The Week (US)
DeSantis: The new Trump?
Trumpism will be on the 2024 ballot even if Donald Trump isn’t, said Julia Manchester in TheHill.com, and Florida Gov. Ron DeSantis clearly wants to carry the former president’s banner. DeSantis is “at the top of the list of rising stars within the Republican Party,” and he’s boosting his national profile by tossing new red meat to Trump’s base every week. He recently ridiculed critical race theory, and signed a law tightening election “security” and another that imposes fines on social media companies that block politicians the same way they did Trump. During the pandemic, the governor delighted conservatives by emphasizing keeping businesses open and overruling mask mandates by local officials. Last week, DeSantis threatened cruise-ship operators with fines if they require passengers to be vaccinated against Covid when ships return to sea this summer. “I have only begun to fight,” he told cheering Republicans on a recent visit to swing-state Pennsylvania.

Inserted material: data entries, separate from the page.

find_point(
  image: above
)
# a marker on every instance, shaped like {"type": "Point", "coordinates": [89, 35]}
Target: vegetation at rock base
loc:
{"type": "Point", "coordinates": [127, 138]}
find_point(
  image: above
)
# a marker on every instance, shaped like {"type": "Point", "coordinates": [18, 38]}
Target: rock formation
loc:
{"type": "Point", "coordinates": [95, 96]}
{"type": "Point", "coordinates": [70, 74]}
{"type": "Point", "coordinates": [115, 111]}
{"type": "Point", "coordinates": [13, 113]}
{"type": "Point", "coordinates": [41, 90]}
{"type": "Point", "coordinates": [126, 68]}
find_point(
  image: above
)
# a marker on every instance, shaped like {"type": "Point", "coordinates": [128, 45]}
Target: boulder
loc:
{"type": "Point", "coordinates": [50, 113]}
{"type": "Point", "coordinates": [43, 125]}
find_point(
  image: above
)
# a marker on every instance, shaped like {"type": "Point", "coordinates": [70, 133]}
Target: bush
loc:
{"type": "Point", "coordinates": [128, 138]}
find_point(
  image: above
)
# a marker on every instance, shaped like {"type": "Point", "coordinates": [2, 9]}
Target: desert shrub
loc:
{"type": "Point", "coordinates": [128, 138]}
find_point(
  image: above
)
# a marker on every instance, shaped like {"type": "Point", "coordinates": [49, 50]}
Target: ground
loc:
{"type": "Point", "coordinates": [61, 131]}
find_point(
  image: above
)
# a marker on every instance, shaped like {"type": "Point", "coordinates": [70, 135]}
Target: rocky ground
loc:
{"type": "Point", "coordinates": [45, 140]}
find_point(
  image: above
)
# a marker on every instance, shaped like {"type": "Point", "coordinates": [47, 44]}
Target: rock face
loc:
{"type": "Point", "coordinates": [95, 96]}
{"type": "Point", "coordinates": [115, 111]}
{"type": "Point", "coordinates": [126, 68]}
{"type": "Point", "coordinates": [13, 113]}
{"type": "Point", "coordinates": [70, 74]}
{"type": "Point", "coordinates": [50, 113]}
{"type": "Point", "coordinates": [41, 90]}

“Baby Trump,” as some call DeSantis, has learned his mentor’s “authoritarian ways,” said Melba Pearson in The Miami Times. He has promised to pardon Floridians arrested for violating pandemic restrictions and has championed a law putting strict limits on public protests and granting civil immunity to motorists who drive into a crowd of protesters. The ban on cruise ships requiring vaccinations is even more absurd, said Jonathan Chait in NYMag.com. Cruise ships famously serve as petri dishes for infections, had large outbreaks of Covid last year, and desperately want to require vaccination for the good of the industry. But to troll the libs, DeSantis—supposedly a champion of private businesses—won’t let cruise lines turn away customers who might spread “a deadly virus” on a vessel packed with 3,000 people.
Like Trump, DeSantis wears such criticism from the Left “like a badge of honor,” said Joe Nocera in Bloomberg.com. He defied critics by keeping schools, offices, bars, and restaurants open for much of the past year—creating “something akin to a gold rush atmosphere”; Florida’s unemployment rate was just 4.7 percent in March. Republicans see liberal governors enforcing lockdowns as the authoritarians and DeSantis as a leader who trusts people to make their own decisions. If Trump doesn’t run, DeSantis will have shiny “proTrump bona fides,” said Rick Moran in PJMedia .com. A re-election victory in 2022 would give him momentum he’ll leverage into a run for the White House. Democrats fear DeSantis, and they should.